Basics of cash advance rates
- A cash advance is not a loan, but a purchase of future sales revenue.
- Costs are determined by a factor rate instead of an annual percentage rate.
- Cash advances are far more expensive than conventional loans or lines of credit.
The benefit of a cash advance for your business boils down to the factor rate. Many small businesses that struggle to obtain financing from conventional lenders look to cash advances as a means of getting quick capital. Yet advances can be far costlier than they initially appear and can put your business in danger of going further into debt if you do not have a solid understanding of how their rates are calculated.
What are cash advances?
A cash advance is a commercial transaction where a company purchases a percentage of a business’s future sales revenue, minus fees. The revenue can be a portion of credit- and debit-card sales — called a merchant cash advance — or come from checks or deposits. This should not be confused with payday loans, which are used by consumers for personal reasons.
Cash advances are easy to obtain even for businesses with low credit, existing liens or past penalties for non-sufficient funds. However, this ease comes at a price. Cash advances can be one of the most expensive financing options, with interest rates often reaching triple digits.
In addition, a cash advance is not technically a loan, so cash advance providers are not governed by banking regulations that require lenders to provide an annual percentage rate (APR) for every loan product. Instead, providers use different calculations and terminology than conventional loans, making it difficult to compare their products to business loans and lines of credit.
Cash advance rates
Cash advance companies use their own terms — called a factor rate, or a buy rate — to disclose the cost of the advance. Factor rates typically range between 1 and 1.5, and are multiplied by the advance amount to derive the borrower’s total repayment amount. A $15,000 loan with a factor rate of 1.4, for example, will cost $6,000 (15,000 x 1.4 – 15,000), meaning the total amount needed to repay the cash advance is $21,000.
This factor rate of 1.4 may sound like an annual interest rate of 40 percent, assuming the loan is paid back in a year. APR, however, calculates interest only on the outstanding balance of a loan, which diminishes over the course of the term, ultimately decreasing the cost of the interest. With a factor rate, interest is charged on the entire principal amount throughout the entire term of the loan. Assuming the business receiving the cash advance promises to pay 15 percent of their monthly sales of $10,000 per month until this $21,000 advance gets repaid, the associated APR of that advance would be 62.07 percent.
A company that can demonstrate at least three months of consistent profitability and surpasses the cash advance provider’s minimum monthly sales requirement will almost certainly qualify for a cash advance. Factor rates, however, are determined based on a company’s ability to pay back the advance — much like interest rates — so high-risk businesses with poor credit or existing liens will typically face higher factor rates. Companies that have been in business for less than two years or those with no established history of credit may also have to pay a higher rate.

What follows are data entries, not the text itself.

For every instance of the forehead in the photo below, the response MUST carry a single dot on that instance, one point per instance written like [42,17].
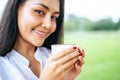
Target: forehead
[51,4]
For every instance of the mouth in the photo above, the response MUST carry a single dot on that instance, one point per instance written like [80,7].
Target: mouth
[41,33]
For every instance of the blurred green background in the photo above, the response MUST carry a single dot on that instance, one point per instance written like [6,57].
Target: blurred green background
[102,50]
[101,41]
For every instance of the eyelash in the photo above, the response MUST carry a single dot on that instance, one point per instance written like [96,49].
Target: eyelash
[39,12]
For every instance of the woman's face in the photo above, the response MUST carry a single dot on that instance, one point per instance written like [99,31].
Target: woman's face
[37,20]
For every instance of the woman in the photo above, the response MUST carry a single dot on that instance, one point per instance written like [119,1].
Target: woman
[27,30]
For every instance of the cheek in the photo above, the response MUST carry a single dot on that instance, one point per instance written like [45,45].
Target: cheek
[53,27]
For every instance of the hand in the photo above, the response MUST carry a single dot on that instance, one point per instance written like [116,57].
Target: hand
[59,65]
[76,69]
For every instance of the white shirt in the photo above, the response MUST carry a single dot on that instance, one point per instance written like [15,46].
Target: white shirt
[16,67]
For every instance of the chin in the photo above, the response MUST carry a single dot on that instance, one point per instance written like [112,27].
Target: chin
[38,44]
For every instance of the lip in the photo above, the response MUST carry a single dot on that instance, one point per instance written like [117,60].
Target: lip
[41,33]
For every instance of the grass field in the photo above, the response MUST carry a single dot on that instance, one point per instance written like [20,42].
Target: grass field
[102,60]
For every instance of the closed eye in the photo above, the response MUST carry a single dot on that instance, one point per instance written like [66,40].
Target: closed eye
[54,18]
[39,12]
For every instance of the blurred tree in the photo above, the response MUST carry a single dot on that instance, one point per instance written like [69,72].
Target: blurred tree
[105,24]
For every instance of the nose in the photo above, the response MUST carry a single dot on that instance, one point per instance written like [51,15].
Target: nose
[47,22]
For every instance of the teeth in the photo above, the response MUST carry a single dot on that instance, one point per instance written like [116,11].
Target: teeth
[40,32]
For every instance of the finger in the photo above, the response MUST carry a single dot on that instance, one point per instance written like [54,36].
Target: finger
[78,68]
[63,53]
[65,66]
[68,57]
[81,61]
[81,51]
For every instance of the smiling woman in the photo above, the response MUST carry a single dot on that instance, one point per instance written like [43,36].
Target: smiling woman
[28,28]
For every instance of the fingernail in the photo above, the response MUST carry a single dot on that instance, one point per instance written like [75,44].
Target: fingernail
[80,57]
[74,48]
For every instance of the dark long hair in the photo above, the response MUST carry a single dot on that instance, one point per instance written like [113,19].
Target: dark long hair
[9,27]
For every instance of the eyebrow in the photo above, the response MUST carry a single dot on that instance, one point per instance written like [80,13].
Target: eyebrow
[47,8]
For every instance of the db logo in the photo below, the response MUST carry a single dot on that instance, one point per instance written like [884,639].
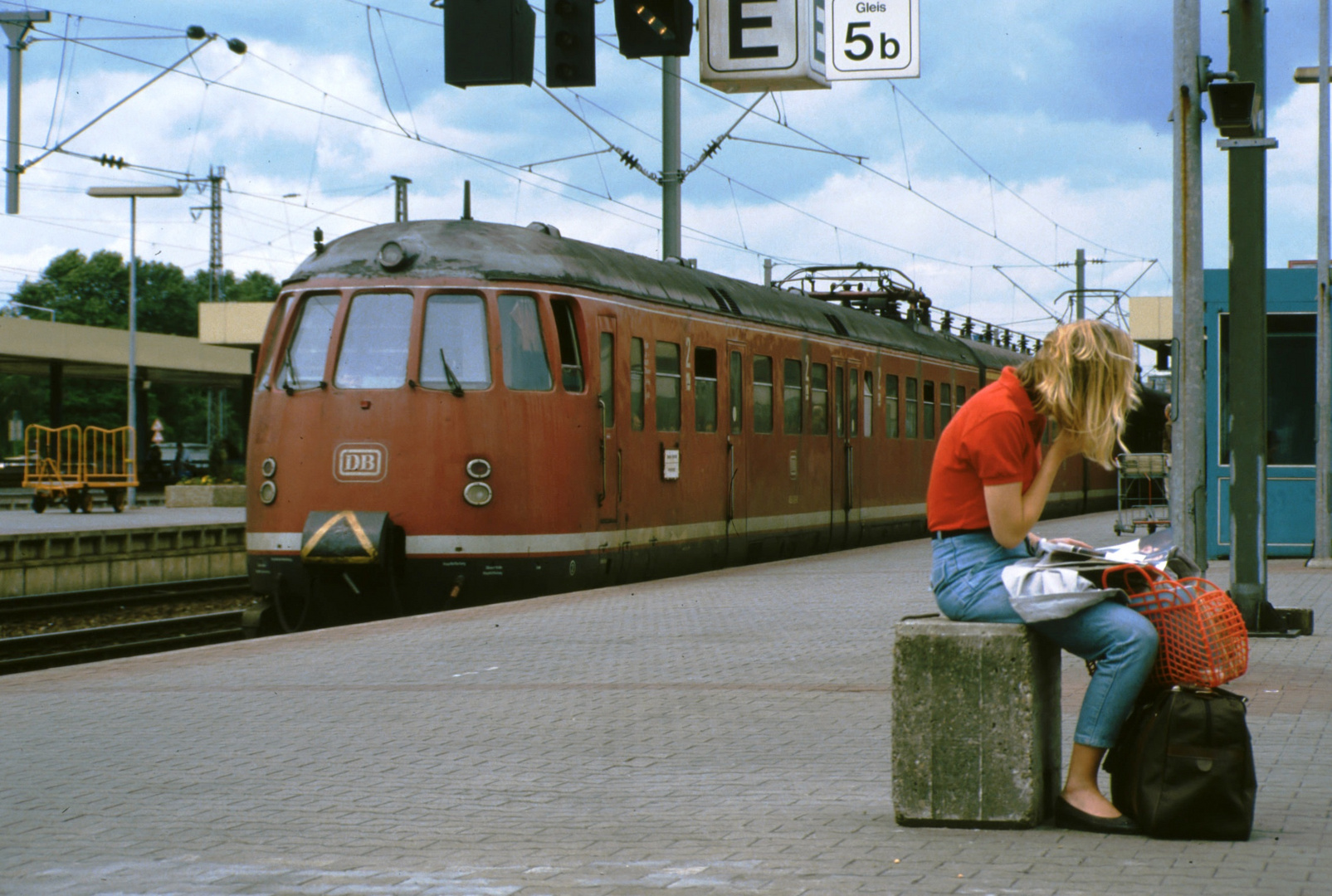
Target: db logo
[360,462]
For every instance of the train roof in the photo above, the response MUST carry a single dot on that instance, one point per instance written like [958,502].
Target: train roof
[501,252]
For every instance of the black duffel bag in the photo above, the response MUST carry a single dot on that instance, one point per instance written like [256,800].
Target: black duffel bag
[1183,766]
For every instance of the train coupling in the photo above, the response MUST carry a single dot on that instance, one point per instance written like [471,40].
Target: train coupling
[347,537]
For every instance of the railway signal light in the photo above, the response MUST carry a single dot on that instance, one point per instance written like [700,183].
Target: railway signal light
[488,41]
[570,43]
[654,27]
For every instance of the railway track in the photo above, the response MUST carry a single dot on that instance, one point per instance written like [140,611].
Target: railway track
[167,621]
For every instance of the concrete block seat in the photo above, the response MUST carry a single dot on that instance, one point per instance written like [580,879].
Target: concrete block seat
[975,724]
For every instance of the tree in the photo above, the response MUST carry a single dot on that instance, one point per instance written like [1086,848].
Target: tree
[95,290]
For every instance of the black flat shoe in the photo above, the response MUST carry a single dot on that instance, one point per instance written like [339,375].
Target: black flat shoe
[1074,819]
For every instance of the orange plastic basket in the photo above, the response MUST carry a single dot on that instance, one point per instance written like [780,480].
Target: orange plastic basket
[1203,638]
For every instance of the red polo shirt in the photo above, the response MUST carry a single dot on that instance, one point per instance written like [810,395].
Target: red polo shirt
[991,441]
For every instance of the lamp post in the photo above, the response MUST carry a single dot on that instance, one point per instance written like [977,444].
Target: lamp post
[134,195]
[1323,460]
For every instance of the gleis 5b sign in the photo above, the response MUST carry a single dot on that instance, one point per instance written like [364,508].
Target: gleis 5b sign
[873,39]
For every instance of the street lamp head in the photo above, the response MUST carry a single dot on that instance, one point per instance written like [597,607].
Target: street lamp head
[134,192]
[1235,108]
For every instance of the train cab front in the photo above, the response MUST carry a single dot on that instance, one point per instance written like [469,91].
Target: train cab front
[349,569]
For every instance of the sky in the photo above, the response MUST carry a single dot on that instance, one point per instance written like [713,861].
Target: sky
[1035,128]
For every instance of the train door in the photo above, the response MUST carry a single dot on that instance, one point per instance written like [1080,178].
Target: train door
[853,455]
[737,493]
[610,407]
[839,458]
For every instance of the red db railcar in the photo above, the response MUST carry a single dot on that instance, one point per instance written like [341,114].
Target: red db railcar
[456,411]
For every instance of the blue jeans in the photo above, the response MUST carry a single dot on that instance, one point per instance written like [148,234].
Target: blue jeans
[968,587]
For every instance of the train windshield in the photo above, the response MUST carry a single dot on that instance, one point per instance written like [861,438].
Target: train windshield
[303,365]
[374,348]
[525,365]
[455,336]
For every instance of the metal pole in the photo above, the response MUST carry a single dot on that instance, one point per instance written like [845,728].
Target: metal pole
[134,436]
[1323,460]
[1188,434]
[17,26]
[671,158]
[400,198]
[1082,284]
[1248,328]
[215,235]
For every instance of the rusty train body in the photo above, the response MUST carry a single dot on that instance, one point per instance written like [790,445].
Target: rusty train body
[457,411]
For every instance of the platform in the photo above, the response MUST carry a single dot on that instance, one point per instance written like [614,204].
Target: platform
[725,733]
[66,552]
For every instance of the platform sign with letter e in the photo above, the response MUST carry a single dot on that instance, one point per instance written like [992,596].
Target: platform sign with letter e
[874,39]
[755,46]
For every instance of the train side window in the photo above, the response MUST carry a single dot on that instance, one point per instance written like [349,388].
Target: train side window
[853,397]
[525,363]
[927,409]
[705,390]
[867,407]
[607,380]
[911,407]
[455,334]
[792,383]
[570,357]
[271,336]
[819,398]
[667,387]
[636,382]
[376,343]
[737,387]
[762,393]
[890,405]
[839,401]
[306,353]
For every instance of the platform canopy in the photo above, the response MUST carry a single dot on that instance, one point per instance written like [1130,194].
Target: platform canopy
[31,348]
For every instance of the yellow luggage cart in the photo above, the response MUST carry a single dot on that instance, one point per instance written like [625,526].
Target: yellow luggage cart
[110,464]
[52,468]
[63,465]
[1143,493]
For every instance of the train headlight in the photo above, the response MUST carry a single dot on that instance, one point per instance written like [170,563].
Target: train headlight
[393,256]
[477,494]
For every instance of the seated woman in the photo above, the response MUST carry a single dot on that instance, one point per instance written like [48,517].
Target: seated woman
[988,489]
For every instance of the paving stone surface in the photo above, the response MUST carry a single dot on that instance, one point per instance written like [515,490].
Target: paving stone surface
[720,734]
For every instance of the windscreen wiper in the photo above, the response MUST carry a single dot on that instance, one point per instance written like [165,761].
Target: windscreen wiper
[290,387]
[455,387]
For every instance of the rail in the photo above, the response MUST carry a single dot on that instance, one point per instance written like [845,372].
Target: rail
[90,643]
[27,653]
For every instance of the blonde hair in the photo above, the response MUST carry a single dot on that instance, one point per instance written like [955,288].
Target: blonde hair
[1083,380]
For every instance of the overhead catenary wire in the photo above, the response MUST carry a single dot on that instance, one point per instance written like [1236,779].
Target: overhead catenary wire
[695,233]
[627,158]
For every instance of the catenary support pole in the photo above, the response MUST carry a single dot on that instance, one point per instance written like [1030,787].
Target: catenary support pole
[1248,328]
[1323,458]
[1187,481]
[132,417]
[17,26]
[1082,284]
[671,158]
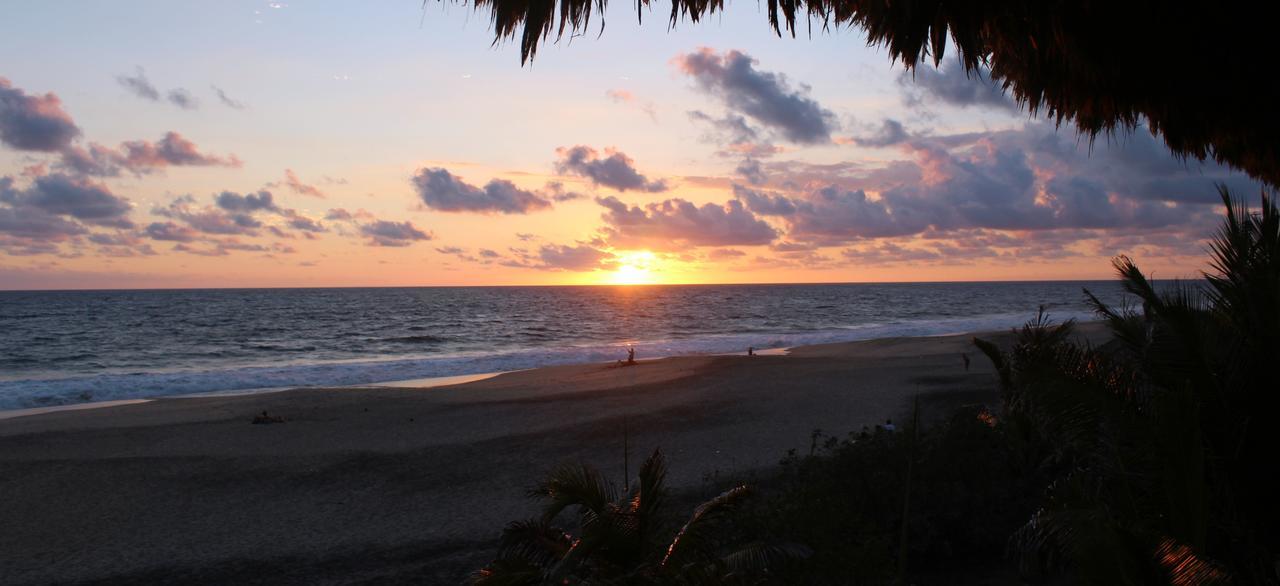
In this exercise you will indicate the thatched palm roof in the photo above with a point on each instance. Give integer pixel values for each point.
(1200, 74)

When calculated as an APR, the cost of cash advances far exceeds any other type of business financing on the market. The U.S. Small Business Administration (SBA) offers loan programs with interest rates ranging from prime plus 2.25 percent to prime plus 6 percent (for most programs as of May 2017), while conventional secured business loans can have interest rates as low as 4 percent to 6 percent and unsecured loans can range from 6 percent to 23 percent.

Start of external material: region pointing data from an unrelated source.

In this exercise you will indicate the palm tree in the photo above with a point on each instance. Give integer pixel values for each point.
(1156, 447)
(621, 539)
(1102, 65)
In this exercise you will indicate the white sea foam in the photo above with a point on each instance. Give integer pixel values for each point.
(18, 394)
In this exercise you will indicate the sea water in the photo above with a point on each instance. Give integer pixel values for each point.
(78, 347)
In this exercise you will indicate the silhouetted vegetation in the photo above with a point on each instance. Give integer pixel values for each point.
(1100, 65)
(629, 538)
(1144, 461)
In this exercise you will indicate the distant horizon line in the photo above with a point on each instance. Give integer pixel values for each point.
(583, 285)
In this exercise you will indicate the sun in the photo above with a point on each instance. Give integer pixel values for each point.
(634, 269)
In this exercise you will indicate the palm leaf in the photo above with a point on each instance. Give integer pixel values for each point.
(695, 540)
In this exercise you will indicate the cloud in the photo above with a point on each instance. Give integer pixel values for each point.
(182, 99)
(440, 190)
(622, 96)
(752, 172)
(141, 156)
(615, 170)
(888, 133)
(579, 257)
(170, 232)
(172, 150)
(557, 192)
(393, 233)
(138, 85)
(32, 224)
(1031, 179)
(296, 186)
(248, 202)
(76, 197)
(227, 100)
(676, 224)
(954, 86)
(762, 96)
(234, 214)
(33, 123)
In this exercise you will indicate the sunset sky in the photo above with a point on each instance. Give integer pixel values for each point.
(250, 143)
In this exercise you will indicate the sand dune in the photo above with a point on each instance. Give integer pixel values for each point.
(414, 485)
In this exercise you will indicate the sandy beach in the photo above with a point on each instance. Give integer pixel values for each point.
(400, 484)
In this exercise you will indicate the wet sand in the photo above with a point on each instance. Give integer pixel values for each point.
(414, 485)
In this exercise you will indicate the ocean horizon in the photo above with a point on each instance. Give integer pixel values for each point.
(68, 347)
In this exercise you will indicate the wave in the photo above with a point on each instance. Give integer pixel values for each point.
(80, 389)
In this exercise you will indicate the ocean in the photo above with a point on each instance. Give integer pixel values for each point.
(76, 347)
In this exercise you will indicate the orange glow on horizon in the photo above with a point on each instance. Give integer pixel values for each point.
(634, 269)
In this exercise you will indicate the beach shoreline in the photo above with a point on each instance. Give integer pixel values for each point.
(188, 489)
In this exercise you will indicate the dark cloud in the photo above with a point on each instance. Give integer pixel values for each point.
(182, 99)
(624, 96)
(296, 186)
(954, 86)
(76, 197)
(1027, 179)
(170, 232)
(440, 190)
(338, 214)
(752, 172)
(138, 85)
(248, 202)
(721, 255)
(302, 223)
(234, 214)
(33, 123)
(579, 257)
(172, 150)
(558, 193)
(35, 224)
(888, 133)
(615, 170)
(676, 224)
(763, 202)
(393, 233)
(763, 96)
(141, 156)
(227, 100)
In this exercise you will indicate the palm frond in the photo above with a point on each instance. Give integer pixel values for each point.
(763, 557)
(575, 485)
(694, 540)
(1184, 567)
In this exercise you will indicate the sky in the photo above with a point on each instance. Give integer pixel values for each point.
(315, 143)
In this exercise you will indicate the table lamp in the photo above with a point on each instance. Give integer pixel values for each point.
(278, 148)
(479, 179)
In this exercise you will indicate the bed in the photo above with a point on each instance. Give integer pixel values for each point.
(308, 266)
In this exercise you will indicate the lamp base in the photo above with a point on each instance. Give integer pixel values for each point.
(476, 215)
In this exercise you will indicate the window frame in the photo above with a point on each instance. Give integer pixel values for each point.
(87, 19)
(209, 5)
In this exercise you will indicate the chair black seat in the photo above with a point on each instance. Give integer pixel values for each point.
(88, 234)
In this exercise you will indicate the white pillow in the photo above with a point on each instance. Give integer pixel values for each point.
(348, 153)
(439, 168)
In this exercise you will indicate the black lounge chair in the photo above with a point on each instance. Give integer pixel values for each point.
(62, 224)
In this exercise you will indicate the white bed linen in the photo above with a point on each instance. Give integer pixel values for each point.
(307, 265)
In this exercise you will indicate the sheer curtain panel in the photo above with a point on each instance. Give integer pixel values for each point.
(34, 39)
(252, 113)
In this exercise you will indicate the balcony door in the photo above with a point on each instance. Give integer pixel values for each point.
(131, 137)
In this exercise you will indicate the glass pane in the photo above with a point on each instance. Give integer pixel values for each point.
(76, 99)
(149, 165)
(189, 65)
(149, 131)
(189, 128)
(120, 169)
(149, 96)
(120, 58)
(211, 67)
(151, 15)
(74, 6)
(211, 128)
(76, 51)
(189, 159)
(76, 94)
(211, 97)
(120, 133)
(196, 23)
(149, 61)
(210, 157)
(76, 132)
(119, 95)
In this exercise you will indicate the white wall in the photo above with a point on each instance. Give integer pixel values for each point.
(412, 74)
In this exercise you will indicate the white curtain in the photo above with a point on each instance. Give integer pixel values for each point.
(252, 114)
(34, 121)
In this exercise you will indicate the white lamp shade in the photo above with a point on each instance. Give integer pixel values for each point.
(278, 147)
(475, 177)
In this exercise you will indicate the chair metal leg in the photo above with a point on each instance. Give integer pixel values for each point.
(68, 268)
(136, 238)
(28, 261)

Business lines of credit have variable interest rates that are typically tied to the prime rate, but can be as low as prime plus 1 percent to 1.75 percent. Even nontraditional unsecured business lines of credit — such as business credit cards — carry more competitive rates than cash advances. These are typically under 20 percent and often have a zero-interest introductory period.
Before opting for a cash advance for your business needs, check if you qualify for a conventional loan or line of credit. Alternatively, if your business holds outstanding invoices, you may consider selling them to an invoice factoring company for quick cash, which could potentially be cheaper than a cash advance.

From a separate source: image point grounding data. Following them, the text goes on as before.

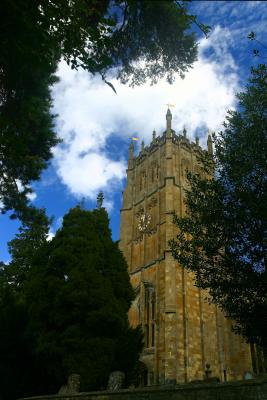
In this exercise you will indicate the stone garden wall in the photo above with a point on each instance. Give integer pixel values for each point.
(254, 389)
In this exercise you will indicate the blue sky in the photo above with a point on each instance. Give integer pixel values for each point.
(95, 124)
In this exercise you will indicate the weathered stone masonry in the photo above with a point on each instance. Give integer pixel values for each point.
(183, 333)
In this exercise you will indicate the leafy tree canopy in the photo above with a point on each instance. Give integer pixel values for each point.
(78, 294)
(141, 39)
(222, 237)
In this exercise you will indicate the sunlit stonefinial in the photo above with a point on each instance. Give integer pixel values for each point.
(143, 145)
(131, 150)
(169, 122)
(209, 143)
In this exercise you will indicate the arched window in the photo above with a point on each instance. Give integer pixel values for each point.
(150, 316)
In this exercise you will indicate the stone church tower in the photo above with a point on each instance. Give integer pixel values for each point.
(185, 338)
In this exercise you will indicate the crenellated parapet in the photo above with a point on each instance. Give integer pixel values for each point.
(181, 140)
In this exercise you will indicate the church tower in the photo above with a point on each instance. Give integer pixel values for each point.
(185, 337)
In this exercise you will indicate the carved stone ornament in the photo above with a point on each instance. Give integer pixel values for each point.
(144, 222)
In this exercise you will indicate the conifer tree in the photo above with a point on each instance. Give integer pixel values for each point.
(222, 237)
(77, 295)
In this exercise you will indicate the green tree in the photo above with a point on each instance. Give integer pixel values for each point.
(141, 39)
(32, 235)
(77, 295)
(222, 237)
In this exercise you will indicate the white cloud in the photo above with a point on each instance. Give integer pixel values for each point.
(31, 196)
(90, 114)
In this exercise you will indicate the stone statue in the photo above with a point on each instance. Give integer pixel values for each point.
(73, 385)
(116, 380)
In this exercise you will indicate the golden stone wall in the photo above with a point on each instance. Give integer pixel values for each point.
(183, 332)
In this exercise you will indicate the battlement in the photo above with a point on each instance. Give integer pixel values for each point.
(169, 134)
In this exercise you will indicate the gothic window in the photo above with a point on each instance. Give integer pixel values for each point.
(149, 325)
(185, 166)
(142, 180)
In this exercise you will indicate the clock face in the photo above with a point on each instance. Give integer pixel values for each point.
(144, 221)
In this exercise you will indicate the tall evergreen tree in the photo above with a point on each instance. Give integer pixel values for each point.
(223, 236)
(77, 295)
(32, 235)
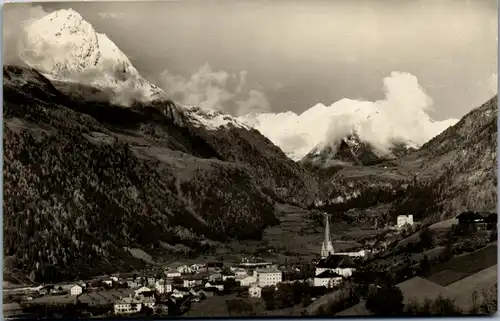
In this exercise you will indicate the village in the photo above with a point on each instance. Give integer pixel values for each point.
(177, 290)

There are situations when cash advances are worth exploring. They might make sense, for example, if you have a new, yet steadily profitable, business that cannot obtain conventional financing for a one-time expense. The high cost and strict repayment conditions can significantly stymie day-to-day cash flow, however, so take care to compare cash advance providers and rates at an APR level. Understand exactly how much that advance will cost your business and ensure that repayment will not push you further into debt.